# Testing, testing: Attempt at Pictures



## Longmont Haunt (Jul 26, 2016)

I haven't quite figured out the picture posting thing on the site, so I figured I'd start this thread to make a mess until I get it. Please forgive any technological or other stupidity herein, and feel free to abuse the thread for your own tests of what's possible and what's not.

Here should be a few pictures of kiddos with Halloween stuff, each with different photobucket links:

Direct Link: 




Well, let's see what comes of this whole mess. Cheers!


----------



## Longmont Haunt (Jul 26, 2016)

None of those inserted actual pictures, but some were active links.

Any thoughts, folks?


----------



## RoxyBlue (Oct 6, 2008)

There are two ways to fix Photobucket embedding issues, as explained in this thread:

http://www.hauntforum.com/showthread.php?t=36928

Go for the permanent fix


----------



## Longmont Haunt (Jul 26, 2016)

Thank you, Roxy!!!










By the way, I tried with the direct link, but that didn't seem to work, so I did the "IMG" one (which looked identical, if you ask me) and it worked!

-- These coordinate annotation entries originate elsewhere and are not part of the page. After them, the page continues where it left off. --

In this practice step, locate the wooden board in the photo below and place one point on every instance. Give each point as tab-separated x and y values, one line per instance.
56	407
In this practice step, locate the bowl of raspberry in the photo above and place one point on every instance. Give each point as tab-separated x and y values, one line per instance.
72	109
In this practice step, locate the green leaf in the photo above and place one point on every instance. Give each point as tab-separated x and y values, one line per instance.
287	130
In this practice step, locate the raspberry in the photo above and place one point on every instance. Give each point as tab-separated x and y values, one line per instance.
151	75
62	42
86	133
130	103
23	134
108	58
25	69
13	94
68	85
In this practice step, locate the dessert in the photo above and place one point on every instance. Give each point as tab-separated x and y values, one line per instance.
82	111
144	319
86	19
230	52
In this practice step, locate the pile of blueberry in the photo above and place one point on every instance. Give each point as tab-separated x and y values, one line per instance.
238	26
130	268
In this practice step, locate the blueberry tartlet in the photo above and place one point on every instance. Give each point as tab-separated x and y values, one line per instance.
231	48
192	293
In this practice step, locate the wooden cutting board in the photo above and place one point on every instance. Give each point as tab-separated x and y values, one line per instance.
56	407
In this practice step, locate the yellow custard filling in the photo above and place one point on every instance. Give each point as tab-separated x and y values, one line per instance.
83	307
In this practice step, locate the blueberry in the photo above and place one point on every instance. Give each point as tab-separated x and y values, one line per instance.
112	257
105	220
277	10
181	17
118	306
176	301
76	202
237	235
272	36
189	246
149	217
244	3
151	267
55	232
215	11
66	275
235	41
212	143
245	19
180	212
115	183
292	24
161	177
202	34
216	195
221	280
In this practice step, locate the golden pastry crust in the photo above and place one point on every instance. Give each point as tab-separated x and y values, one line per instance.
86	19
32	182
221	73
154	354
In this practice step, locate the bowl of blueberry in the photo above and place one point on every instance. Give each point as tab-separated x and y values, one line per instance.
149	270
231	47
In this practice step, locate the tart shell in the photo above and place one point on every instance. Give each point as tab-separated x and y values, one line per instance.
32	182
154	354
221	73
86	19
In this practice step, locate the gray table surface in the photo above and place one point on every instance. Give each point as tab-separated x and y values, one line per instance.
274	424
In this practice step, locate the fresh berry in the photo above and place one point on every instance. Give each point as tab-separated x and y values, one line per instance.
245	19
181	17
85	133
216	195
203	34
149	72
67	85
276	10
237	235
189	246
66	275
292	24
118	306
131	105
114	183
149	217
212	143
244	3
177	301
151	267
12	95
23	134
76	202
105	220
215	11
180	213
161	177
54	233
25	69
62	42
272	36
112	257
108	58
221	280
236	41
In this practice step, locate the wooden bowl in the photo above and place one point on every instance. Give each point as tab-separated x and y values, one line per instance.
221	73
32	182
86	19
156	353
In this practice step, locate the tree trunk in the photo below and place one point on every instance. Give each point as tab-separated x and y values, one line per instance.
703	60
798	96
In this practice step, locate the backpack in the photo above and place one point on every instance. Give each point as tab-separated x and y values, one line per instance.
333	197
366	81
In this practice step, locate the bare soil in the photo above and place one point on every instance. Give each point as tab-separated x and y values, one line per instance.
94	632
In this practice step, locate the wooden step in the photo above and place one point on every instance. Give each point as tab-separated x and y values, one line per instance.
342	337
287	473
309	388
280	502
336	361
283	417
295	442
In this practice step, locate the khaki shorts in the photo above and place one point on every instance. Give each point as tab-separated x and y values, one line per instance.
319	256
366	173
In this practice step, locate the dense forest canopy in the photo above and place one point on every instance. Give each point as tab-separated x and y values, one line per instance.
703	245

That's my oldest daughter playing in our newly chilled fog!


----------



## PrettyGhoul (Oct 7, 2005)

I like this picture. I could see this in some creepy movie or series like the walking dead. It's just so normal and crisp. And i love the sky. Off the point but it looks like you are posting just fine and talented.


----------



## Haunted Spider (Sep 6, 2010)

It comes though on my end too


----------